3D printed training simulator for transcatheter edge-to-edge repair of the tricuspid valve: A proof-of-concept
Background
Tricuspid regurgitation (TR) treatments have gradually shifted toward a more interventional approach and transcatheter edge-to-edge repair (TEER) has assumed a first-order role. TriClip™ by Abbott (Menlo Park, USA) is one of the most widely used devices for tricuspid repair. TEER procedures are recognised as technically challenging, characterized by a steep learning curve. For this reason, specialized training is necessary. The aim of this work is to develop and test a novel 3D printed training simulator, which considers both anatomical and mechanical characteristics, specifically designed for this kind of procedure.
Methods
Starting from routinely acquired computed tomography (CT) images, a 3D digital model of the heart was reconstructed. This was then properly “augmented”, so that it could realistically reproduce the key features involved in the procedure. The simulator was manufactured exploiting the Polyjet 3D printed. Proper materials selection was performed to accurately reproduce mechanical properties. The manufactured prototype was then tested by a specialized professional, with the TriClip™ system.
Results
The simulator was assessed to practice access, navigation, catheter steering and leaflet grasping.

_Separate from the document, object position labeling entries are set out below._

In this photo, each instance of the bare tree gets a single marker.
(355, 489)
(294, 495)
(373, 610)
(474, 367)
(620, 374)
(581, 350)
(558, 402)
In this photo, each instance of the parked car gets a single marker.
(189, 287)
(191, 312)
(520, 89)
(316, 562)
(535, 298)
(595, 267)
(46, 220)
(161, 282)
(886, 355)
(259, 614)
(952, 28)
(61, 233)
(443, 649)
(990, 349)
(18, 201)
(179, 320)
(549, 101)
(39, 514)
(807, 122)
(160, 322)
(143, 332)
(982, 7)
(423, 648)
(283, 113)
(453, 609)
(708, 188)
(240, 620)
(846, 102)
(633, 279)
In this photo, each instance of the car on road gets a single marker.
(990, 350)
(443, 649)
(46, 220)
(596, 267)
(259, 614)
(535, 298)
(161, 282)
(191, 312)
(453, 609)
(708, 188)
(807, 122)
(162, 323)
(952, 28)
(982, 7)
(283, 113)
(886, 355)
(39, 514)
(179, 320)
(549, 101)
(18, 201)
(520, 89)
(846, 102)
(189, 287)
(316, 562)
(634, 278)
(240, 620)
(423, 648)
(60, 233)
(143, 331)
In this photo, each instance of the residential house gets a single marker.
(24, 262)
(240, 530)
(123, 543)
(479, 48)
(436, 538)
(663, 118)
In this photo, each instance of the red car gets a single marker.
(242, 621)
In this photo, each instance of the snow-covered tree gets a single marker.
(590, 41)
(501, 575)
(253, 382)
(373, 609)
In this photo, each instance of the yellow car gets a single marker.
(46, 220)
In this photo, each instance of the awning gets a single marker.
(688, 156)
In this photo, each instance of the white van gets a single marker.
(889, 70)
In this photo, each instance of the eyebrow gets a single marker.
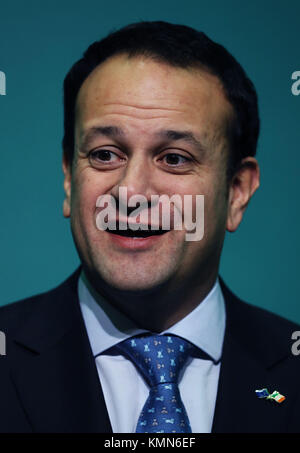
(117, 132)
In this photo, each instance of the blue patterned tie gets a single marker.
(160, 359)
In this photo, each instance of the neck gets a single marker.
(160, 307)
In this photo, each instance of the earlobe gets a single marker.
(67, 187)
(243, 185)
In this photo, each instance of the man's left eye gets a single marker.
(175, 159)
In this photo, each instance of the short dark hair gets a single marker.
(179, 46)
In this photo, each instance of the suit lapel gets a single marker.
(54, 371)
(248, 363)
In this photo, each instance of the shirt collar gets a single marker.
(106, 326)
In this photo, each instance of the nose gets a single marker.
(137, 178)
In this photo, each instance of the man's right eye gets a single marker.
(100, 157)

Throughout the process, appropriately placed cameras ensured that the operators could visualize the crucial steps on a screen. Even if a deeper evaluation is needed, preliminary feedback is satisfactory.
Conclusions
In this study, a new training simulator for TriClip™ procedure was designed, produced, and preliminary assessed. Further studies will have to demonstrate the advantages of using this simulator design to shorten the learning curve and subsequently lead to better clinical outcomes.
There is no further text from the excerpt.